Estoy intentando reconciliarme con mi yo católico. Pensé que sería sencillo volver a la senda que Dios manda, puesto que estudié en un colegio religioso en el que rezaba a diario el padrenuestro, bendecía la mesa antes de comer y distinguía perfectamente cuáles eran los pecados mortales para mi alma. Pero tengo que confesar que me equivoqué. La Iglesia no nos lo pone nada fácil y empiezo a sospechar que las mujeres no le interesamos. Lo demostró el arzobispo de Valencia, Antonio Cañizares, cuando escribió con motivo del día de la Constitución que el matrimonio homosexual y “la ideología de género” son “problemas” actuales que “es preciso superar”. No se refirió a la corrupción, a la pobreza o a la violencia. Los pecados capitales modernos son, a su juicio, la diversidad sexual y el feminismo, o lo que es lo mismo, la igualdad.
¿Por qué este empeño de los máximos dirigentes eclesiásticos de condenar constantemente el feminismo? Lo explicó Cañizares en un artículo en La Razón, en el que aseguró que “la ideología de género lleva consigo el cuestionamiento radical de la familia y, por tanto, de toda la sociedad”. De la sociedad heteropatriarcal, añadiría yo, con la que se sienten tan cómodos. No cabe duda de que la Iglesia es machista en su estructura y en su doctrina.

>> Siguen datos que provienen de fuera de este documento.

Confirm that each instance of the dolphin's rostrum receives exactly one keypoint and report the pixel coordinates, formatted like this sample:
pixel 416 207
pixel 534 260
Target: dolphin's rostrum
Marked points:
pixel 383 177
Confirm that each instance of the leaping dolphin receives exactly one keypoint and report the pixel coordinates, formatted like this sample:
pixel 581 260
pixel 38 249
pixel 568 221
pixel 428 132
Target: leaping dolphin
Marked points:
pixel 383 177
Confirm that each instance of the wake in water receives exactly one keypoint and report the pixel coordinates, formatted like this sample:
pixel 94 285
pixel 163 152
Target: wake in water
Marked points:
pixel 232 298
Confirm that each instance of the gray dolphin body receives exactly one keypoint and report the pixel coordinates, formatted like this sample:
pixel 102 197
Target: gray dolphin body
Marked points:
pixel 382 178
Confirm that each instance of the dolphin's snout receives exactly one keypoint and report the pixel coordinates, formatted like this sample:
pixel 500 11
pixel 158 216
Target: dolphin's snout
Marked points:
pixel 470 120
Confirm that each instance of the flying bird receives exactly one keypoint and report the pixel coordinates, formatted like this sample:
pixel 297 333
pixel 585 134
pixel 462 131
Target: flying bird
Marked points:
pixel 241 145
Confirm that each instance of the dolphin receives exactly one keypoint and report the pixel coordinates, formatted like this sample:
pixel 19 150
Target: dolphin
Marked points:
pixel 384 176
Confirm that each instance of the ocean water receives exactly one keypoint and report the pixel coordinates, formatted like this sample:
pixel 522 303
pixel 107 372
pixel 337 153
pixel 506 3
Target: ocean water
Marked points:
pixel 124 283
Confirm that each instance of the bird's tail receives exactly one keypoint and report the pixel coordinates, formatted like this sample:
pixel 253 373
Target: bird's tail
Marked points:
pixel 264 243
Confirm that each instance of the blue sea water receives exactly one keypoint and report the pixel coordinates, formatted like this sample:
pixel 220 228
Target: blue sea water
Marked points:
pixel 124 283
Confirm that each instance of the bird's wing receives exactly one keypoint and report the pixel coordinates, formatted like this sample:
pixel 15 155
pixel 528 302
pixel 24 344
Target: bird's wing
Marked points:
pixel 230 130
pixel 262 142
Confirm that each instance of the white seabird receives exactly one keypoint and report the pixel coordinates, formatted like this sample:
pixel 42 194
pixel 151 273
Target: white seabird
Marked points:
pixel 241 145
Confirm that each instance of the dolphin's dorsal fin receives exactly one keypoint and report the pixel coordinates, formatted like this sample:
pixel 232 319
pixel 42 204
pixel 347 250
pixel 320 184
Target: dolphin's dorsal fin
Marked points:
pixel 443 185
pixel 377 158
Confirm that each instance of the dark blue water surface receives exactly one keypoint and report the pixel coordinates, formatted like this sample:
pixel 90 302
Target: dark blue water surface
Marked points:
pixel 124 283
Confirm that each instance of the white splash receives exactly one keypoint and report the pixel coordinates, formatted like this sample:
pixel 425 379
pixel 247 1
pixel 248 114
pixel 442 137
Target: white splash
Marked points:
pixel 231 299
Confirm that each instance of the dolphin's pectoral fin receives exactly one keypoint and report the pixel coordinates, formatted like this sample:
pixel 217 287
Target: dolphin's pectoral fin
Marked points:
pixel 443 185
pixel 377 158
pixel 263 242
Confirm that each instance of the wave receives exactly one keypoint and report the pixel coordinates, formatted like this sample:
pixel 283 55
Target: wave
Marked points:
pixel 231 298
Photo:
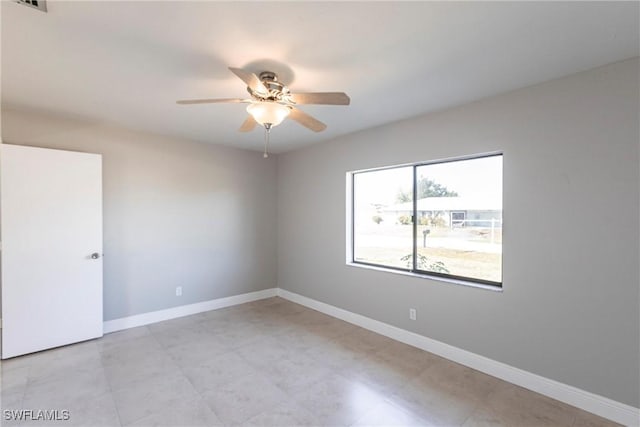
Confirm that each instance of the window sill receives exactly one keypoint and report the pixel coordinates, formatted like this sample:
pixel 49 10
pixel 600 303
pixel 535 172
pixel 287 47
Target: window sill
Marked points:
pixel 427 276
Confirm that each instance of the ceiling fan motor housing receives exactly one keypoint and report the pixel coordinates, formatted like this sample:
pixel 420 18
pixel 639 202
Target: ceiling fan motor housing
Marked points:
pixel 276 89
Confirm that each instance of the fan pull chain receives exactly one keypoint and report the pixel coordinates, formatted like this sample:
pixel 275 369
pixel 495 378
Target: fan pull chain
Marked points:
pixel 267 132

Las religiones, según defiende el director de la Cátedra de Teología y Ciencias de las Religiones en la Universidad Carlos III, Juan José Tamayo, tienen una estructura patriarcal, transmiten una ideología androcéntrica, imponen una moral machista y desarrollan prácticas sexistas. El judaísmo y el cristianismo son la base del patriarcado occidental y han sido uno de los mayores obstáculos para la emancipación de la mujer. Poco le importa a la cúpula eclesiástica que las primeras seguidoras de Jesucristo fueran mujeres y que en el movimiento de Jesús no hubiera discriminaciones de género. Ahora, ellas están marginadas del poder real y del sagrado. Además, se les exige obediencia y sumisión. Para ir al cielo, tienen que ser perfectos ángeles del hogar. Cabe destacar la labor de muchas teólogas feministas y numerosas organizaciones de mujeres religiosas que reivindican, sin éxito, la justicia social y un cambio en los patrones culturales y religiosos vigentes.

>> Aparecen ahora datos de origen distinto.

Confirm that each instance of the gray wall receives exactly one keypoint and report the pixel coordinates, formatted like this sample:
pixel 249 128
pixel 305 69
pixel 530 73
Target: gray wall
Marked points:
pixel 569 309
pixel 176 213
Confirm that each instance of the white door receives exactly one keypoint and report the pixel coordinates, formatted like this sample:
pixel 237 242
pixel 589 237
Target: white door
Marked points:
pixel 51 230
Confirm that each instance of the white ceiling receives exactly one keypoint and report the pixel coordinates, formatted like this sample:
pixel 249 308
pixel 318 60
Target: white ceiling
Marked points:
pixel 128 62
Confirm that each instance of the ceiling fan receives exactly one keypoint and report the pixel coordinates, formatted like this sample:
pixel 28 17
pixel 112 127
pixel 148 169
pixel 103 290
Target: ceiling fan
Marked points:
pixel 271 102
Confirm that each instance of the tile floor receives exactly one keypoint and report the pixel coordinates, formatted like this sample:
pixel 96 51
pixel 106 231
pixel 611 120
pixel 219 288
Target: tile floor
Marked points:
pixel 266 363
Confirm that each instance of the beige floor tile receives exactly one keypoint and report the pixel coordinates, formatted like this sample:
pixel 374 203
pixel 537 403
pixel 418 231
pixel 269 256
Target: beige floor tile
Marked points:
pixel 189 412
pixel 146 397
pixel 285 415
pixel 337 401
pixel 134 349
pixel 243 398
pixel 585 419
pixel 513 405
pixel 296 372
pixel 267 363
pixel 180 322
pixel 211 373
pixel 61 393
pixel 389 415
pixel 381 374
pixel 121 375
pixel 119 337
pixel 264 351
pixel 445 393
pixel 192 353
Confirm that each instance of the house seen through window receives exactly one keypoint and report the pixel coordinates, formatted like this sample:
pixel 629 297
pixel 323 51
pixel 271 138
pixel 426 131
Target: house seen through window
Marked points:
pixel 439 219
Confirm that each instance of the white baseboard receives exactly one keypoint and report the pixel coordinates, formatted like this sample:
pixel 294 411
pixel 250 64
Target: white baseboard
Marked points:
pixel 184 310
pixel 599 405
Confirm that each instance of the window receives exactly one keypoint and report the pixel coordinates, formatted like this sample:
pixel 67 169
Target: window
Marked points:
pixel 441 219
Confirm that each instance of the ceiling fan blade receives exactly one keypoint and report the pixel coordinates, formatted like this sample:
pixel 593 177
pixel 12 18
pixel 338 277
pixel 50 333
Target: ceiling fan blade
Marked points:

En cualquier caso, no es extraño que la reacción de la Iglesia frente al feminismo –y frente al colectivo LGTBI- sea tan agresiva, ya que ve peligrar sus cimientos. Pero en esta ecuación, lo perverso no son estos movimientos que únicamente defienden la igualdad. Lo peligroso es que la Iglesia, que todavía tiene demasiada influencia y poder, abandere el discurso del odio. Ya se ha visto obligada a pedir perdón muchas veces a lo largo de la historia: por la Inquisición, por la condena injusta de Galileo Galilei o por los abusos a menores. Puede que todavía esté a tiempo de pedir perdón por discriminar a las mujeres y de ponerse a la altura de lo que el siglo XXI requiere. Aunque solo sea por supervivencia.